Mas deixemos de lado o tom malcriado do artigo e argumentemos quanto ao essencial. Segundo o Tribunal Constitucional «o princípio do juiz natural não é uma regra organizativa: é uma das garantias constitucionalmente consagradas do arguido». Garantia constitucional que, de acordo com a lei portuguesa, se cumpre com um sorteio que dura uns quantos segundos. Assim sendo, a ausência de sorteio não é facilitismo, nem erro, nem irregularidade – é uma violação de uma garantia constitucional. Na prática, o sorteio representa a distinção entre escolha arbitrária e juiz natural; entre Constituição e abuso; entre poder judicial democrático e poder judiciário autoritário que escolhe os juízes em função dos visados nos processos. Este é o primeiro e mais importante ponto em discussão.
O segundo ponto tem a ver com a necessidade de reafirmar o escândalo que está diante de nós – naquele tribunal o sorteio e a presença do juiz nos atos de distribuição não ocorreram durante um ano e meio, segundo confessa um dos juízes. Um ano e meio fora da lei. Um ano e meio fazendo a sua própria lei. Para o senhor presidente da associação de juízes só pode tratar-se de negligência ou de facilitismo. O único problema desta explicação é que nenhum erro, nenhuma negligência, nenhuma facilidade se prolonga por ano e meio se não for propositada. Não, não foi erro nenhum. Foi, isso sim, um comportamento reiterado e sistemático.
No final, anotemos os factos provados para que as pessoas possam julgar por si próprias. Primeiro, a distribuição foi falsificada; segundo, a distribuição foi falseada por uma funcionária próxima do juiz Carlos Alexandre e que foi sugerida por ele para aquele lugar; terceiro, uma outra funcionária foi afastada para que a funcionaria próxima do juiz fosse nomeada; quarto, naquele tribunal, os processos mediáticos eram maioritariamente entregues de forma manual ao juiz Carlos Alexandre; quinto este método durou mais de um ano e meio. Em conclusão, o único critério de distribuição naquele tribunal consistia no mediatismo do processo. Não, nada disto é negligência ou descuido. É um método de manipulação da escolha de juízes.
Os que estudam o fenómeno de ‘lawfare’ há muito identificaram como primeira operação a escolha do campo de batalha. A primeira tarefa, neste tipo de processos, é a escolha da jurisdição, ou seja, a escolha viciada do juiz. Uma escolha que visa transformar o processo num jogo de cartas marcadas. Foi assim no Brasil, assim é em Portugal.

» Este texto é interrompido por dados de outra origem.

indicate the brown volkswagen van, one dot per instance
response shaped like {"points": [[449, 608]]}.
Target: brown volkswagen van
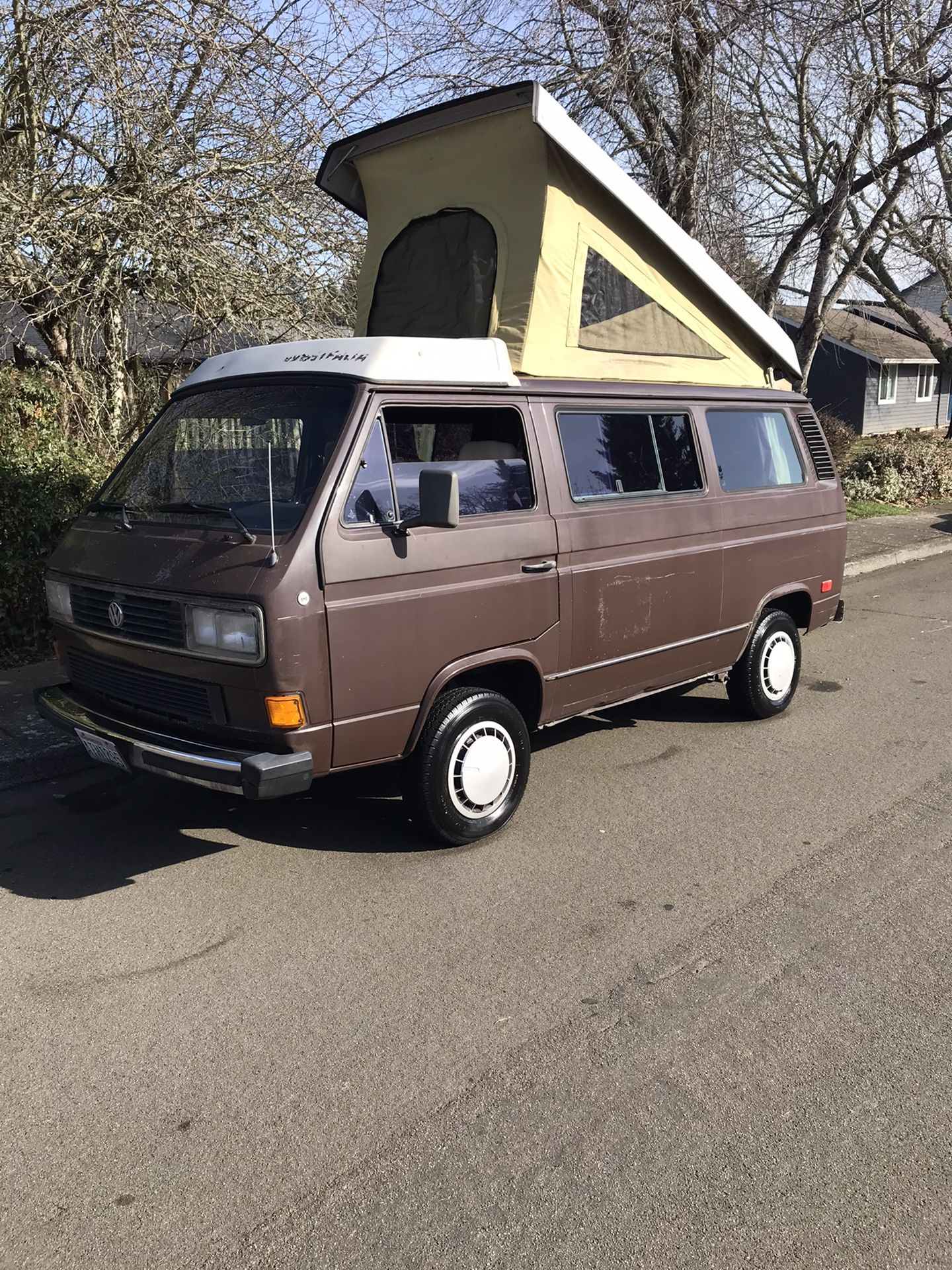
{"points": [[334, 554]]}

Não, isto não tem defesa possível, agora que se descobriu como fizeram. Não foi nenhuma «irregularidade» nem nenhuma falta de cuidado com o «formalismo». Foi uma manipulação organizada. A agressividade do artigo do presidente da associação de juízes revela apenas o alarme e a inquietação perante aquilo que é agora um facto indiscutível no processo marquês – a maquinação para viciar a escolha do juiz.